You could be right. At least what you say has ring of truth. But, I would be shocked if Aries doesn't debut this year. He may not be great but his upside is immense. Everyone would love to have RHP who throws side arm with great movement in their pen.

Here is my list

Gavin Holloway

Ethen Roberts

Rob zastryzny

Caleb Theilbar

Greg workman

Matt Theiss thought we traded him to sox

Cody poteet

Matt Fiesta this one is ironic

 

Posted
14 minutes ago, Rob Grothman said:

Really, that is your response? " generally" and you couldn't come up with more recent example?

Jed is that you? Lol you my friend are spewing non-sense.

There are several players ranked 20-30 that will play at MLB level. I can name them if you want. Aries would have been one of them.

There are several players ranked between 20-30 who will play at the major league level AND there are 7-8 players on the 40 man roster who will "NEVER" give the team any value. This is the most backwards roster ever!

North Side Contributor
Posted
9 hours ago, Rob Grothman said:

You could be right. At least what you say has ring of truth. But, I would be shocked if Aries doesn't debut this year. He may not be great but his upside is immense. Everyone would love to have RHP who throws side arm with great movement in their pen.

Michael Arias walked over 17% of hitters across Double-A and Triple-A last year. This is essentially, double that of what an average MLB reliever walks (around 9%). Hitters only get better and better at not chasing and offering at pitches off the plate as levels increase. Considering the Yankees are among the favorites to come out of the AL next season, Arias' age (23), that he is likely to at least need a prove it stint back in Double-A at the start of 2025 and his immense control issues, I would put the likelihood he debuts in 2025 as "incredibly unlikely outside of extreme emergency situations" and his likelihood as being a useful MLB reliever in 2025 even more unlikely than that. It might happen!
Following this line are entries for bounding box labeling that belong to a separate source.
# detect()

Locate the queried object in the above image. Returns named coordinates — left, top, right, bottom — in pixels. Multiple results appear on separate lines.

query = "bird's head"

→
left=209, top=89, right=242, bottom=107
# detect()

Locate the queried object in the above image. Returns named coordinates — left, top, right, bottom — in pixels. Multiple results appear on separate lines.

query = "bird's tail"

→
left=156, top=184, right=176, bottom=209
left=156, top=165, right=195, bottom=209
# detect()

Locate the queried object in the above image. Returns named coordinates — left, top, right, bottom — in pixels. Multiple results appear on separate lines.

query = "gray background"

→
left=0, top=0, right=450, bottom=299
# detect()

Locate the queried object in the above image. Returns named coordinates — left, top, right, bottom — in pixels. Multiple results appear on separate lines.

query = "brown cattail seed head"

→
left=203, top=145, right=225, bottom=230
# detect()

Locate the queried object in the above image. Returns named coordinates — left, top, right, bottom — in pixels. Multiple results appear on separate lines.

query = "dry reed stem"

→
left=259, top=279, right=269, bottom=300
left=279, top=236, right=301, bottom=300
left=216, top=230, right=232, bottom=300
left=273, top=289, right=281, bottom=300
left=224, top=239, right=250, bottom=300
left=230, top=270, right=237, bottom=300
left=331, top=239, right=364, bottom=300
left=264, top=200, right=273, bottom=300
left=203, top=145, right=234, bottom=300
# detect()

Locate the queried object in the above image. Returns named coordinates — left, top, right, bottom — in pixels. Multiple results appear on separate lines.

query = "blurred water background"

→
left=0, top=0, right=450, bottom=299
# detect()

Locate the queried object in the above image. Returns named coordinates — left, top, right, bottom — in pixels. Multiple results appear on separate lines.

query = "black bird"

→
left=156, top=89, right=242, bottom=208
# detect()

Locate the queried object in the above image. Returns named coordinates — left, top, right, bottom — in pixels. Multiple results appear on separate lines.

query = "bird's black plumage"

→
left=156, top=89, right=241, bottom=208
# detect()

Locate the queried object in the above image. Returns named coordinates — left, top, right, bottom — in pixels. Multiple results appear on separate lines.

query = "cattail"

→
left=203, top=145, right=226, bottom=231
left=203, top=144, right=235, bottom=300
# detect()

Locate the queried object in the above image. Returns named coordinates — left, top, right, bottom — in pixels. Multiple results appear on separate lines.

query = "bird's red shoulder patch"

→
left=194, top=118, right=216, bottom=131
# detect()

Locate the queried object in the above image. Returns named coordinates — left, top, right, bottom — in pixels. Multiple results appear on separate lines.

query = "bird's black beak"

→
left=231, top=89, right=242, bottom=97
But...it's almost assuredly not going to.

Everyone would love to have a funky RHP who has good stuff in their BP. The flip side to the Arias coin is that no one wants a pitcher who walks one out of every five hitters. 
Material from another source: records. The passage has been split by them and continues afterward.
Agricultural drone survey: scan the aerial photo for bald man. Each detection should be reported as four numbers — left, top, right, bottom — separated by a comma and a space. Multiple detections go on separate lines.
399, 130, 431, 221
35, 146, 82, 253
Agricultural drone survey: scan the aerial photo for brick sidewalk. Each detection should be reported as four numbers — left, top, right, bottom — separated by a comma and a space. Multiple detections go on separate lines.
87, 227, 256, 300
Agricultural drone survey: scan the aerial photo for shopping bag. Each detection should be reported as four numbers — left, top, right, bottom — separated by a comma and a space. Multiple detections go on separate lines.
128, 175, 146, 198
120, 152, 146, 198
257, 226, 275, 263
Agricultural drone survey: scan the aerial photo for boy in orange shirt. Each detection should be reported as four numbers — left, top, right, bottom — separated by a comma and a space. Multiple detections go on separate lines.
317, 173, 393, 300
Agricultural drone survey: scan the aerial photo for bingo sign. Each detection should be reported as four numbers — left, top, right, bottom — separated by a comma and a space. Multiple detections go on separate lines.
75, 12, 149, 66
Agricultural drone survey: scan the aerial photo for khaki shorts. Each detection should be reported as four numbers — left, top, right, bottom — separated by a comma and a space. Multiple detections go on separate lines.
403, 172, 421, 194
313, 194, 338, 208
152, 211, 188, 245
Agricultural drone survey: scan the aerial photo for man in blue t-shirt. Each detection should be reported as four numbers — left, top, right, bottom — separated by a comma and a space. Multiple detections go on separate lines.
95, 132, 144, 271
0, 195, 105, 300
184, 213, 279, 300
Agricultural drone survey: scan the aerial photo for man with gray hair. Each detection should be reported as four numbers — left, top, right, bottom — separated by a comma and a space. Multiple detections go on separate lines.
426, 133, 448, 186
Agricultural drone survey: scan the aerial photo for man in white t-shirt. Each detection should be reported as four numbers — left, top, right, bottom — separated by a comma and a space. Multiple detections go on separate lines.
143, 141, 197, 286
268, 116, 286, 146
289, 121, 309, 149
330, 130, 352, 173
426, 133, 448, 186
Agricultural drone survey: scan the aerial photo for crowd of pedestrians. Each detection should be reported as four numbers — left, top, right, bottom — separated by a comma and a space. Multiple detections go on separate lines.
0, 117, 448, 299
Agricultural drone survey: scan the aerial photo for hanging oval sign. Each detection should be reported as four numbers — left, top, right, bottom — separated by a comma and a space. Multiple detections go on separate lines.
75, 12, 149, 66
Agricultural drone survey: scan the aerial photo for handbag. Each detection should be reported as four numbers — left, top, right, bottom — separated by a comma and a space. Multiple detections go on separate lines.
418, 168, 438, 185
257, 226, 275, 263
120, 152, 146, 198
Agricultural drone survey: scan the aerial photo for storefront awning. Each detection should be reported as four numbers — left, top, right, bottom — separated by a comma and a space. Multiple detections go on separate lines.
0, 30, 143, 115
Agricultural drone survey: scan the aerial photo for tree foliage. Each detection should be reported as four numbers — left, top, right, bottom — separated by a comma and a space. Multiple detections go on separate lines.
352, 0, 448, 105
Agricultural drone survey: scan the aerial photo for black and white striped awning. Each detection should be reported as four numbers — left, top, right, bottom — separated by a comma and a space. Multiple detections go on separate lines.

I'm wishing Arias the best out there. No ill will, seems like a hard working dude. But there's such an uphill battle with him that it's not worth worrying about, either. 

North Side Contributor
Posted
9 hours ago, Rob Grothman said:

Here is my list

Gavin Holloway

Ethen Roberts

Rob zastryzny

Caleb Theilbar

Greg workman

Matt Theiss thought we traded him to sox

Cody poteet

Matt Fiesta this one is ironic

 

Matt Thaiss was traded, he's not even a Chicago Cub. Matt Festa, Caleb Thielbar, and Cody Poteet all have interesting underlying pitch data (and two of the three have worked directly with Tyler Zombro, who was hired this winter to oversee pitching development and runs a very good pitchlab/pitcch developmental program), and have made the MLB already. Gavin Hollwell has some big stuff himself - and has similar issues to Arias (control issues) but has made his MLB debut and far more likely to make an impact at the MLB level in 2025, as well.
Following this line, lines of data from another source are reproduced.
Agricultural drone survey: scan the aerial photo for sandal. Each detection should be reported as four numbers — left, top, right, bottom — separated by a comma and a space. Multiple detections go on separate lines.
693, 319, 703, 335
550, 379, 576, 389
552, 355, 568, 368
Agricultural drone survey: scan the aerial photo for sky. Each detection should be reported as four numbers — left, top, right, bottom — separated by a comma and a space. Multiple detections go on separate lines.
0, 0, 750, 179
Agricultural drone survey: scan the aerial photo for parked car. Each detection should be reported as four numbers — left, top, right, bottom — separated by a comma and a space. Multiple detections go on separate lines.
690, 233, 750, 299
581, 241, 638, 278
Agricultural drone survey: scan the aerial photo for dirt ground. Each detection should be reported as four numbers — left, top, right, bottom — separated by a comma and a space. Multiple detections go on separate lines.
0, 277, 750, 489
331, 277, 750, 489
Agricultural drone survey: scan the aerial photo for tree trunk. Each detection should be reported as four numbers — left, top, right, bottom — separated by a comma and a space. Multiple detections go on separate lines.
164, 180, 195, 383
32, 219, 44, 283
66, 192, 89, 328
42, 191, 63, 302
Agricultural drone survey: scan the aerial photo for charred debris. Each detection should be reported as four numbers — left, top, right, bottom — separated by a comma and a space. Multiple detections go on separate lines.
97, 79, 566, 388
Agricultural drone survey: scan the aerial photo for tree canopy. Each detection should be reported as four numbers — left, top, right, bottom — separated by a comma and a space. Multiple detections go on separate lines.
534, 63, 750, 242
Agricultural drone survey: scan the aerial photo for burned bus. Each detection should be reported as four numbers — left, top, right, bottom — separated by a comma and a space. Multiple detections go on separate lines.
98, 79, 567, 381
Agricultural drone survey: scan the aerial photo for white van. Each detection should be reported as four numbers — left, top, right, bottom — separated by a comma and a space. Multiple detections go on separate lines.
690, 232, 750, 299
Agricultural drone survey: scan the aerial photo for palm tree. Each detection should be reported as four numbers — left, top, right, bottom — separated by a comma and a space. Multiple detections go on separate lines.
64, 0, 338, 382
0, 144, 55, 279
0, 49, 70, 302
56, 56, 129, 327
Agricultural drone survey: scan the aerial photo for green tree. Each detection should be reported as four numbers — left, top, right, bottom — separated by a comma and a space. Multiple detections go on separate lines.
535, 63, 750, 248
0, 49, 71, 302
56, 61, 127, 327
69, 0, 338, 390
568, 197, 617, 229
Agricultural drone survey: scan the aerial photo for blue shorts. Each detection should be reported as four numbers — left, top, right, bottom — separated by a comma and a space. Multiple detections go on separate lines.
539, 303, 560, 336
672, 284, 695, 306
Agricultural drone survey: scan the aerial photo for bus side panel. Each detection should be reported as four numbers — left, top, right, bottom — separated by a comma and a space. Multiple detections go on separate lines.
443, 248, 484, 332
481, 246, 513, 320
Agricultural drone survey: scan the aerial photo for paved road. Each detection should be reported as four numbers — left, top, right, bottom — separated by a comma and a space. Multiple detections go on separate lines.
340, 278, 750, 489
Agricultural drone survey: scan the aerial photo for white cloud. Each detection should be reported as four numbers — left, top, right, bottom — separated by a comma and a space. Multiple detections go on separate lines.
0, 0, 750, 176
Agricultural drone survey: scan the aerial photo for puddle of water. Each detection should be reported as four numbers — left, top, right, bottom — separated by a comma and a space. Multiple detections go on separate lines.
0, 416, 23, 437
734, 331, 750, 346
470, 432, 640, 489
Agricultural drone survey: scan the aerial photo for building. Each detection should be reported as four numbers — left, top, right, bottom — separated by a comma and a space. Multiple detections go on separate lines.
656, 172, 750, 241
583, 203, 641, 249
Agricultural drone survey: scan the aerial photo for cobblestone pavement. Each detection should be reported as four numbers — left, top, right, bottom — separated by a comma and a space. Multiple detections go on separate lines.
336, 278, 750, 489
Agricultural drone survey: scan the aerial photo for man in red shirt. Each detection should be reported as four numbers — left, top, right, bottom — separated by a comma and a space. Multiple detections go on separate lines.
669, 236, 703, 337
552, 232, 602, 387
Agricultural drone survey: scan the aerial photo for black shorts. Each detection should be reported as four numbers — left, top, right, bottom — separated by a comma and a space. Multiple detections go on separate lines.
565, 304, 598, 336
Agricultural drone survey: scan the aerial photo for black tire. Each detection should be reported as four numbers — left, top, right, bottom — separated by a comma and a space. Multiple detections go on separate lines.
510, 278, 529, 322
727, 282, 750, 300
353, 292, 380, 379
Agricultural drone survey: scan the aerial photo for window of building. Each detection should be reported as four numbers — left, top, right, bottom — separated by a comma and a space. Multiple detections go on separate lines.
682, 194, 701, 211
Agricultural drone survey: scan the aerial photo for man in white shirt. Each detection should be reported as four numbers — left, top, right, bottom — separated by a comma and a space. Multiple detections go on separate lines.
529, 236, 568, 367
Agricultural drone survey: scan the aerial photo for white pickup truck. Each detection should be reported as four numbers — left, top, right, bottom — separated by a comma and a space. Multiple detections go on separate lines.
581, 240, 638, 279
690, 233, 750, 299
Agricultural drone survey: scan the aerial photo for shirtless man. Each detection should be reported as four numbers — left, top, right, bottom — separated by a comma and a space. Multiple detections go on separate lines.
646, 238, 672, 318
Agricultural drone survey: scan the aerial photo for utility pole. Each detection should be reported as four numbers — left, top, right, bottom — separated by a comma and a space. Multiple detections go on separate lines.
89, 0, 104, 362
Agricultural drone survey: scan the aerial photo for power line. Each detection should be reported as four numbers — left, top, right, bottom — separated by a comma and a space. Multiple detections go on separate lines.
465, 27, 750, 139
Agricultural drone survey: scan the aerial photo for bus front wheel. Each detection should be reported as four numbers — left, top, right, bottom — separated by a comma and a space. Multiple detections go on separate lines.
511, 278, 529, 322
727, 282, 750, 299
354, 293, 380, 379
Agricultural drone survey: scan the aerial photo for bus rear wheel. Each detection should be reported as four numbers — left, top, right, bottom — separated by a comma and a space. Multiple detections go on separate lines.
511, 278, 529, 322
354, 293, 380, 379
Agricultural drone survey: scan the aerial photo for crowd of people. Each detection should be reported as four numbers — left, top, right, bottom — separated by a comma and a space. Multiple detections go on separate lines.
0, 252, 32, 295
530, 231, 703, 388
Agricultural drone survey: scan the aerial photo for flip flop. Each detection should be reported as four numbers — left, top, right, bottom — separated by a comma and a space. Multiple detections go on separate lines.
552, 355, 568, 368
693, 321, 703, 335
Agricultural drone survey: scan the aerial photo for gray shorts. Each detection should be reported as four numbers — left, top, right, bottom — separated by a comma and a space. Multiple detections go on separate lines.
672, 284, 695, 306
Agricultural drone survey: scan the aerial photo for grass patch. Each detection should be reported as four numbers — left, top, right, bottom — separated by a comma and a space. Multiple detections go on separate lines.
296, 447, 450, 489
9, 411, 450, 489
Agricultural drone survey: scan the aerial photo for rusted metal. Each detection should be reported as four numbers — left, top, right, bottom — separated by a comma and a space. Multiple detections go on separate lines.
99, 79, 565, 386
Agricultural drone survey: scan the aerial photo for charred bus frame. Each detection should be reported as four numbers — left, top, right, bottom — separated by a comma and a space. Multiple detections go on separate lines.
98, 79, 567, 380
Greg Workman isn't even a pitcher, so their roster spots aren't even close to interchangeable. The Cubs need position players too, they can't keep every pitcher. He's also one of the best defensive players in the minor league side of baseball with some interesting power. 

If you want to say that none of these players are singularly good - yeah, not sure I disagree. On the surface, none are particularly amazing with out some tweaks, fixes, and changes. All of them,. and I mean all of them (even including the guy who's not on the Cubs any more) are far, far, more likely than Arias to make an MLB impact as of today. They're probably all more likely to make MLB impacts in the future as well - Arias is that much of a project as it stands. 

The Cubs, the team who knows Arias the best decided these guys were more interesting. That should probably tell you what you need to know. The Cubs are likely confident they can find a new Arias (RHP reliever with stuff but control issues grow on trees) while using the 40-man space for a player they think might make an impact on the MLB roster at some point, especially with some fixups.